I wrap my fingers around the stem of a buttercup and pluck it from its grassy bed. “There,” I say as I tuck it behind my sister’s ear, “you look beautiful.” Lily giggles for a second before remembering that she is sad. I take her hand in mine and lead her to the steps in front of the house. Here, we sit and she leans her fragile frame against me. She looks up at me as I put my arm around her and I instantly see her running from house to house on Halloween. She beamed at anyone who would look, from behind a plastic tiara and fairy wings. The image fades behind a cloud in her irises and I’m left somewhere short of a smile, with a small bit of warmth at my side. She tries to smile at me but soon reverts back to biting her lip.

“What’s it feel like to be grown up?” she finally asks. I laugh and assure her that it’s not much different. That I haven’t quite grown up anyways and I doubt I ever will. There is some truth to the statement, but she glares at me anyways as if I’ve just told her the worst lie since God kicked Adam and Eve out of the country club.

“Tell me the truth, Jesse,” she demands. My mind ventures to the acceptance letter sitting in the front pocket of my bookbag; how I had clutched onto it as if it were my key to another universe. They don’t include the guilt in letters like that. They just tell you how wonderful everything will be. Leaving people behind is translated into freedom that people my age normally crave; something I don’t know how to explain to a nine year old. Lily’s eyes are starting to water again. I pull her onto my lap and kiss her forehead. “Shh,” I whisper, “It’ll be alright.” The buttercup behind her ear is starting to wilt already.

As I pull her to my chest and stroke her hair, I stare out at the long grass in our front yard. So much will change for her after I leave. Within a month she’ll have inherited my old chore of mowing the lawn. That job always felt indecent for me. It wasn’t the act of mowing the lawn itself that deterred me, but the execution of all those clover and buttercups that had found home there over time.

At Lily’s age, I had idolized those blossoms. I would spend all of my time outside tucking flowers into braids or making bouquets for the table in the front hallway. I introduced Lily to daisy-chains before she could even walk, and in time they became a necessary part of fairy princess costumes. Fairy chains, she called them. No one ever bothered to correct her.
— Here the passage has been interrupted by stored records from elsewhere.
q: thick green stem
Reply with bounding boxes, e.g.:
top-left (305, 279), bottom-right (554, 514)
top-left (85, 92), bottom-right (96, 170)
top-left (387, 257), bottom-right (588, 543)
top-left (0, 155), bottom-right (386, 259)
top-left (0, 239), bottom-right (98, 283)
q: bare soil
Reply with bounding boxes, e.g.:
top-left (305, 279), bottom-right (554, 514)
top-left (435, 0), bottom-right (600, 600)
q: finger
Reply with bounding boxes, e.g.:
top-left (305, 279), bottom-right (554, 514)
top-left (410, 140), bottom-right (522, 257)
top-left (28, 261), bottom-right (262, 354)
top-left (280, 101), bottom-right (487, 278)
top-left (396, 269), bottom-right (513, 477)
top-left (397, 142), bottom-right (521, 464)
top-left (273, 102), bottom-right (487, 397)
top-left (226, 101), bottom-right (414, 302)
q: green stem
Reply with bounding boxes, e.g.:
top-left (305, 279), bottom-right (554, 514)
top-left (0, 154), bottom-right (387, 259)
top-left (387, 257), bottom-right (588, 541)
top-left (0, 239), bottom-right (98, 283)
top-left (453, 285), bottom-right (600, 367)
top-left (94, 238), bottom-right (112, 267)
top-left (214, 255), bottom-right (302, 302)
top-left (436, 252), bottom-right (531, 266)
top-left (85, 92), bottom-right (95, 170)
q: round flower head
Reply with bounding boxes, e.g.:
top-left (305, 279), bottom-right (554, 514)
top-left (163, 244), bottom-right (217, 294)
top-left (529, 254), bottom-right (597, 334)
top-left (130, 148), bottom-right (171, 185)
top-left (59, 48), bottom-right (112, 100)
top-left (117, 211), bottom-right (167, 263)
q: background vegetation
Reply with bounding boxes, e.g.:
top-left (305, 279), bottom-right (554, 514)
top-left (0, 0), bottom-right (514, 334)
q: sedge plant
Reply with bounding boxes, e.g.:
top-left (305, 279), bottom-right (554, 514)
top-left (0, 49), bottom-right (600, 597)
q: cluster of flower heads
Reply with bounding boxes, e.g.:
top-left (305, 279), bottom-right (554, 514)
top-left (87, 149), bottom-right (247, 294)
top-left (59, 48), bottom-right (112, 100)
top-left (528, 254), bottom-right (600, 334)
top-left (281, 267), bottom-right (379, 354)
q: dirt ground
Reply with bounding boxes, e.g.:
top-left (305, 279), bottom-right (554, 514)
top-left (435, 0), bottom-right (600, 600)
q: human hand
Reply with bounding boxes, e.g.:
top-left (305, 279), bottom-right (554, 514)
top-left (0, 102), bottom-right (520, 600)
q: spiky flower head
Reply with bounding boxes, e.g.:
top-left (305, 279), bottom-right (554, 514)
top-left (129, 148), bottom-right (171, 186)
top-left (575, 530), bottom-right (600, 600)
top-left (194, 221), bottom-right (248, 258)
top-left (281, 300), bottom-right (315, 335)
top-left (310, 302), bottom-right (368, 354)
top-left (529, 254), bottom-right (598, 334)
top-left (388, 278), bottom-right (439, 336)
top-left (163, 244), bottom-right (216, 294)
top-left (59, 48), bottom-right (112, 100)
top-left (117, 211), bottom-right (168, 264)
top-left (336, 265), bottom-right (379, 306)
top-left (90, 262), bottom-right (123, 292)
Lily pulls away from me and sloppily wipes the tears off of her face before beginning to sift through the clover patch at my feet. Clovers are the best flowers for fairy chains. They’re durable and trustworthy. Lily loved the buttercups best, but we had to be especially careful with them because of how easy it was to accidentally rip off their petals.

She’s given up on the search for four leafed clovers now. She’s settled for sprawling across the patch on her stomach and fiddling with one of the flowers. She sighs, “I think all of the four leafed ones are lost.”

“Maybe,” I respond half-heartedly. The grass in the front yard is almost to her knees. I wonder if she will grow to hate the lawn mower as much as I had.

“What would happen if all the clovers and flowers got lost?” she asks me, scrunching up her forehead as she considers the possibility.

“They would probably feel a bit like I do right now.” I reach out and pick up another buttercup. I brush it against the tip of her nose and smile as a bit of the pollen rubs off. She wrinkles up her yellow-tipped nose and giggles.